Two more people, a soldier and a civilian, have died of injuries from Saturday’s clashes in Bangkok between the army and red-shirt protesters, bringing the death toll to 23. Anyone living here is also aware that Thailand is currently racking up a second and far higher body count.
Road accidents killed 114 people and injured 1,536 others on the first two days of the week-long Songkran or Water Festival holiday. If previous years are anything to go by, that death toll will have tripled by the weekend. Drunk driving is a national pastime here. So is speeding. (“Slow down” was the first Thai phrase I ever learned.) This helps explain why more than 12,000 people die in road accidents in Thailand every year. In Britain, a country with roughly the same population, it’s about 3,000.

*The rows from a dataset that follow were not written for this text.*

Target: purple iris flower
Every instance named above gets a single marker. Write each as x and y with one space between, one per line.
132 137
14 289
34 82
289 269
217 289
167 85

Marko Cunningham calls Songkran “seven days of sex, alcohol, drugs, fights, car accidents and general mayhem.” Marko is an English teacher from New Zealand who works for Ruamkatanyu, a private charity which runs one of Bangkok’s volunteer ambulance services. I spent a few nights in his fascinating company while researching an upcoming story for Esquire (UK).
Marko’s path to Thailand is littered with car accidents. He reckons he has now survived more than a dozen. At 16, his friend Ralph was killed by a drunk driver. Later, Marko smashed his car into a taxi and woke up in hospital with a serious head injury. Later, in South Korea, where he taught English, he got drunk, then stole and totalled a BMW. “Grand Theft Auto ceased to be just a computer game for me,” he writes in his new book Sleeping With The Dead.
So perhaps Marko was predestined to end up in a country with one of the world’s poorest road safety records. Talk to him and you realize that a grim fact unites the nation, even in these politically divisive times. “Ask any Thai,” says Marko. “Everyone has a family member who has died or been seriously injured in a traffic accident.”